Ransomware Attacks Shift, Tactics Intensify, Diversify
After a record-breaking 2021, overall ransomware attacks have trended down in the first three quarters of 2022 — especially in the United States (-51%). However, attack locations have continued to shift, as ransomware attempts jumped in the U.K. (20%), EMEA (38%) and APJ (56%) compared to the same time frame last year. Proprietary SonicWall threat intelligence also found that Q3 2022 was the lowest quarterly ransomware volume since Q3 2020. Even in decline, SonicWall recorded 338.4 million ransomware attempts since the beginning of the year.
It is easier than ever to perform ransomware attacks. With Ransomware-as-a-Service (RaaS) offerings, even less technical cybercriminals can purchase ransomware kits on the dark web and target organizations with minimal experience.
Ransomware actors also are diversifying their business models and broadening their networks as demand for their services continues to grow, leading to an explosion in the variety of different tools and resources being offered via illicit marketplaces. According to SonicWall survey data, organizations are concerned with how easily ransomware attacks can be launched and 89% cited concern of financially motivated threats.
“Ransomware has evolved at an alarming rate, particularly in the past five years — not only in volume but in attack vectors,” said SonicWall Emerging Threat Expert Immanuel Chavoya. “The latest Q3 data shows how bad actors are getting smarter in the development of evolutionary strains and more targeted in their assaults.”
Crypto-Jacking, IoT Malware Volume Continue Upward Trend
Hackers are increasingly targeting financial firms, such as banks and trading houses, with cyberattacks designed to maliciously use computer systems to illegally mine cryptocurrencies. Cryptojacking numbers jumped 35% globally through three quarters, including a 377% spike in EMEA and 160% increase in APJ.
With more smart devices entering the digital space every day there is a growing need for Internet of things (IoT) security. IoT devices have multiple ways to connect to a network, offering multiple attack vectors to exploit. IoT malware climbed 92% globally, with 82% and 200% jumps in APJ and North America, respectively.
“With over 1.4 million endpoints collecting data around the globe, SonicWall has more data to uncover emerging threat trends and provide a true depiction of what is happening in the cyber threat landscape,” said Solutions Granted (SGI) CEO Michael Crean. “They say knowledge is power and SonicWall’s proprietary data helps SGI stay informed, which in turn helps us educate our customer base.
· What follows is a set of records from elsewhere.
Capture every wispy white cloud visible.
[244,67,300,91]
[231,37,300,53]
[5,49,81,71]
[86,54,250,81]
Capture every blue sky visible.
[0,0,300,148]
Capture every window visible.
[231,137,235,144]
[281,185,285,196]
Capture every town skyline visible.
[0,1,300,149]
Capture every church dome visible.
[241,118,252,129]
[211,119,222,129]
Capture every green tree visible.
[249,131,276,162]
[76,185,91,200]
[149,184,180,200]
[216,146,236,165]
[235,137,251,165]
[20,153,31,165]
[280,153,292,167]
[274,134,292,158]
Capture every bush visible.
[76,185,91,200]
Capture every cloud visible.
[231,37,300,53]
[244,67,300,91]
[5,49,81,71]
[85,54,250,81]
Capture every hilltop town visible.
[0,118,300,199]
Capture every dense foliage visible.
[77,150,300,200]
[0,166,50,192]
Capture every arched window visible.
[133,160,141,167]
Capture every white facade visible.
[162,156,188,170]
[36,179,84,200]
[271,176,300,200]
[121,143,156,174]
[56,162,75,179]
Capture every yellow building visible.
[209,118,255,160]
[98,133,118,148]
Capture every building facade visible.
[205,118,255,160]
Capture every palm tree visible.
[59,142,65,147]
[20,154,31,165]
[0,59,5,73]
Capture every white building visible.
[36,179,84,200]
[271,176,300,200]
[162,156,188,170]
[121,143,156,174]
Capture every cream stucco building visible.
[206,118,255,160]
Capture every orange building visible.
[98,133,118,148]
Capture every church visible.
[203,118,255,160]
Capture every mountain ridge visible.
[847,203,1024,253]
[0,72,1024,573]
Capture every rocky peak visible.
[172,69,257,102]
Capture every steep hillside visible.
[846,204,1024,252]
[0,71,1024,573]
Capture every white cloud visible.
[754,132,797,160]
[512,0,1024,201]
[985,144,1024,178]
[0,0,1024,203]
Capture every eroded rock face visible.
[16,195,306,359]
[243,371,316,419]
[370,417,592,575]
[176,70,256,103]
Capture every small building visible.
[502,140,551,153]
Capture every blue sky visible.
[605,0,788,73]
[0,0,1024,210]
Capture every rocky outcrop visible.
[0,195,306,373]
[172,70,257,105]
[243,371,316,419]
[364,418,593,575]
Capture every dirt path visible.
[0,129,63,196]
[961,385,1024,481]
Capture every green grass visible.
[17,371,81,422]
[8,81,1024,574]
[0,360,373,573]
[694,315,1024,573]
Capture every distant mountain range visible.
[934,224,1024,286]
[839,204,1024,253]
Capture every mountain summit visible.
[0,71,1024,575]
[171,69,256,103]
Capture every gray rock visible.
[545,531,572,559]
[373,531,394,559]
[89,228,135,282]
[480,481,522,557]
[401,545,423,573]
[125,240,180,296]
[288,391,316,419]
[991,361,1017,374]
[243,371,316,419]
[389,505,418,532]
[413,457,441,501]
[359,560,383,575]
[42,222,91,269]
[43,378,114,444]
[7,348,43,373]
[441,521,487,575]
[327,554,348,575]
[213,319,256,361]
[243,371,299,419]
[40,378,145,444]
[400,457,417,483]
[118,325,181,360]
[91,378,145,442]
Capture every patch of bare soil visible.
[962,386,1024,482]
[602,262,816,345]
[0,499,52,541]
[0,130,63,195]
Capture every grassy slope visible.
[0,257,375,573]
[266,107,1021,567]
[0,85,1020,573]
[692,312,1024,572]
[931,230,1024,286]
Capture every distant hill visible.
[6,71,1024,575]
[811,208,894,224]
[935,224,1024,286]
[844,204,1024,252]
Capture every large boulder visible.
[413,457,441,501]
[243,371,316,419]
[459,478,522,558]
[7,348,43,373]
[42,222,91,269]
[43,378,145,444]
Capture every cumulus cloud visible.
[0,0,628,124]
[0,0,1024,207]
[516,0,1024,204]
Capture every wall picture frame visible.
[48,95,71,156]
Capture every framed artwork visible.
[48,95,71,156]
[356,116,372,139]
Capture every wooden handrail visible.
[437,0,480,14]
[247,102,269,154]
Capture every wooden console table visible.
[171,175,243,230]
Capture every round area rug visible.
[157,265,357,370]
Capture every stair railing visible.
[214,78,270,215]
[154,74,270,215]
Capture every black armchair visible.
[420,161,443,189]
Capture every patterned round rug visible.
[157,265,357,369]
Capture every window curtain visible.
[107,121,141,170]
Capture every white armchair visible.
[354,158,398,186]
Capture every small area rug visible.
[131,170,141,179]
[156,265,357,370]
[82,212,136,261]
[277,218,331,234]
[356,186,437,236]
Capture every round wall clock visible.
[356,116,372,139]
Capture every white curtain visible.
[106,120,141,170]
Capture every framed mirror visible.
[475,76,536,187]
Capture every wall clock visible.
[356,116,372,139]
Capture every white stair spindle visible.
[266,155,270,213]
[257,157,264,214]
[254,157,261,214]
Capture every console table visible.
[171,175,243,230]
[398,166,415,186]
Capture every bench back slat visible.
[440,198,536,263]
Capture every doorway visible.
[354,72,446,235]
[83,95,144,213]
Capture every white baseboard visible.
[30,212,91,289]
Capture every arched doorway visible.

Leveraging SonicWall’s research helps SGI create actionable steps to help us keep our customers safer!”
Machine Learning Uncovering ‘Never-before-seen’ Malware Variants
SonicWall’s patented Real-Time Deep Memory InspectionTM (RTDMI) technology identified 373,756 never-before-seen malware variants during the first three quarters of 2022 — a 22% increase year-to-date.
One of these never-before-seen malware variants was Spyder Loader, which was observed targeting government organizations in Hong Kong in October 2022. SonicWall RTDMI proactively detected this malware strain and SonicWall Capture Labs threat researchers were the first to publish their analysis in a March 2021 SonicAlert — a showcase of RTDMI’s machine learning-powered capabilities.
SonicWall Capture ATP Showcases ‘Perfect Threat Detection’
In October 2022, SonicWall Capture Advanced Threat Protection (ATP) with RTDMI earned its seventh consecutive 100% threat detection score in ICSA Labs Advanced Threat Defense (ATD) testing for Q3 2022, the solution’s 11th consecutive certification. ICSA Labs is an independent third party that tested SonicWall’s solutions using never-before-seen malware samples, many just hours old.